En créant mon site, j’ai voulu faire
de sorte que n’importe quelle personne, quelque soit ses opinions politiques en
arrivant sur ce site, puisse au moins mettre en doute le discours
anticommuniste très largement dominant.
Ce site avait déjà été publié
de Septembre 2005 à Février 2008. Après une interruption de quatre mois, je
republie ce site en ayant modifié sa structure et son fonctionnement. Des
lecteurs m’ont fait part de la trop grande longueur des textes. Et en effet,
les textes du site forment, ensemble, un texte de plusieurs centaines de pages.

Si la lecture de cette page vous
inspire les questions suivantes :
-
Comment
peut-on être communiste après la faillite du bloc de l’Est ?
-
Comment
peut-on être communiste après la découverte des crimes politiques systématiques
des régimes « communistes », ayant totalisé des dizaines de millions
de morts ?
-
Que
reprochez-vous enfin de compte au Capitalisme, dans les idées et dans les
faits ?
…alors
vous pourrez trouver vos réponses dans le lien suivant :
FAQ (Foire Aux
Questions) communiste
Présentation de l’auteur :
Qui suis-je?
D’abord, un brin de présentation. Je suis
un communiste non marxiste mais pas antimarxiste, c’est-à-dire que je n’adhère
pas à l’ensemble de la pensée marxiste, mais c’est une pensée que je trouve
respectable (et on ne peut pas l’ignorer si l’on veut être communiste). Je
suis aussi et surtout un communiste non-stalinien et non-maoïste : en
effet, je ne veux surtout pas faire la promo de l’URSS ou de la Chine de Mao,
ni de la plupart des pays de feu le « Bloc de l’Est », car je
considère que ces pays n’ont pas
construit le socialisme, et ce justement en raison de leur caractère
dictatorial. Cependant, il faut éviter la diabolisation de l’Histoire de ces
pays, et constater des réussites: la
victoire de l’URSS sur l’Allemagne nazie, grâce à la planification, sans
laquelle le nazisme aurait régné sur une grande partie du monde; les progrès
sociaux, notamment en termes d’espérance de vie, notamment dans un petit pays
sous blocus nommé Cuba. Il faut aussi dénoncer la catastrophe humanitaire
que fut le démantèlement (« effondrement ») de l’URSS.
Ni marxiste, ni trotskyste…
Je tiens à préciser :
non, je ne me classe pas comme trotskyste, ni même comme anarcho-communiste;
d’ailleurs, dans l’histoire de l’Union soviétique, et de l’Internationale plus
ou moins ‘communiste’, beaucoup de communistes (et oui, j’ai bien dit
« dissidents communistes » dans des pays censés être ‘communistes’)

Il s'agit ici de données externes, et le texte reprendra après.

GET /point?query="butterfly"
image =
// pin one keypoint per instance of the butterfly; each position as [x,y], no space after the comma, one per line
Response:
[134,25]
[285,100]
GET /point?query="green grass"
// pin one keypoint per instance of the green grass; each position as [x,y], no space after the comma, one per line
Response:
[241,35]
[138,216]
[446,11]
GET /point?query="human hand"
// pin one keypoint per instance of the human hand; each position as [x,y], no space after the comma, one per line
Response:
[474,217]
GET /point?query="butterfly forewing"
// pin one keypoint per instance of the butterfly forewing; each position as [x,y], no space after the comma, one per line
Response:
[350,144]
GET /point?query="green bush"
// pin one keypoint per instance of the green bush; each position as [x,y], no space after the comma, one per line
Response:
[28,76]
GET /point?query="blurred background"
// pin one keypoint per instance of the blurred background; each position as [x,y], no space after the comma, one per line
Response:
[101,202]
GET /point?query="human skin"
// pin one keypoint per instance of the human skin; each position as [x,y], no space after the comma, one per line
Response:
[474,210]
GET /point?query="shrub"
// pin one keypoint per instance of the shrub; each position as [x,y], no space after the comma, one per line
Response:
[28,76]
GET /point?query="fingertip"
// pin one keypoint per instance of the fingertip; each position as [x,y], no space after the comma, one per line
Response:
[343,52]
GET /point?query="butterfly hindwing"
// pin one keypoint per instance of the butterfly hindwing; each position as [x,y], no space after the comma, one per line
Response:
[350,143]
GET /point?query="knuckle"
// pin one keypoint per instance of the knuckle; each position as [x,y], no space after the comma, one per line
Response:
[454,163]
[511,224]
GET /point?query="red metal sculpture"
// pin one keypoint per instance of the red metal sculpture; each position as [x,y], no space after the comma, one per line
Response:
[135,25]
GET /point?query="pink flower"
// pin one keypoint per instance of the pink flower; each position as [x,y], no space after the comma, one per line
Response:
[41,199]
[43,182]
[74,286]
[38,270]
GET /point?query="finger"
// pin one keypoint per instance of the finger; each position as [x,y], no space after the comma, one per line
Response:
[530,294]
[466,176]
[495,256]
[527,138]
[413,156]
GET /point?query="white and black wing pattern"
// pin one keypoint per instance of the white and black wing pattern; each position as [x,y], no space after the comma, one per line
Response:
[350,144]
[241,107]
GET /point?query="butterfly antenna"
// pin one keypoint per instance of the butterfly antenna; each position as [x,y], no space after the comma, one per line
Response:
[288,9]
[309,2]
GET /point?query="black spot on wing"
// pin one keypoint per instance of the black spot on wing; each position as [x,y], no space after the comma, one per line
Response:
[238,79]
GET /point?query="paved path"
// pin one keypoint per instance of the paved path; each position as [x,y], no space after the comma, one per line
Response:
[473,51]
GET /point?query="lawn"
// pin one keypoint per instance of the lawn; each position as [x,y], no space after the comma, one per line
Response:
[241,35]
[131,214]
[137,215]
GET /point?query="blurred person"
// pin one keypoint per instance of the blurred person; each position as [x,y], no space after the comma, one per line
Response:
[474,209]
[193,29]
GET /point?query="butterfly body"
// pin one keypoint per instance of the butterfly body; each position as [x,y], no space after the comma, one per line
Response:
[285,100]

arrêtés par les staliniens furent déclarés « trotskystes » pour mieux
les criminaliser : ils acceptèrent cette appellation par défi, sans être
des adeptes de Léon.
Ne pas se
laisser enfermer dans l’URSS...
Je
sais que se déclarer « communiste non stalinien » va faire rigoler non
seulement les staliniens mais en plus les anticommunistes chevronnés, car pour
ces deux catégories de gens, il n’y a pas de ‘communisme’ concevable en dehors
du modèle soviétique et stalinien. Et on va certainement me sortir que cela
fait depuis la création de la mouvance trotskyste au moins (donc depuis les
années 20) qu’il y a des gens pour dire que l’URSS n’était pas communiste. Et
bien justement : sans être trotskyste, constatons que cela fait donc près
de 80 ans qu’il y a des gens qui disent la vérité !
Un
site pour combattre la propagande anticommuniste
Il est également fondamental, face au
discours sur les dizaines de millions de morts du « communisme », de rappeler
la réalité du capitalisme, à avoir des crimes massifs et une surmortalité
mondiale dont le bilan se compte en millions de victimes annuelles. Comme
disait un camarade: « Cent millions de morts? Nous sommes loin derrière le
capitalisme ». Ce qui est vrai, hormis le fait que je ne me considère pas,
en tant qu’individu comme en tant que communiste, comme responsable de la mort
de cent millions de personnes.
Les grandes parties du texte du site,
et les réponses à vos questions, sont dans les fichiers suivant :
1. Pourquoi s’opposer au capitalisme (dans les idées) ?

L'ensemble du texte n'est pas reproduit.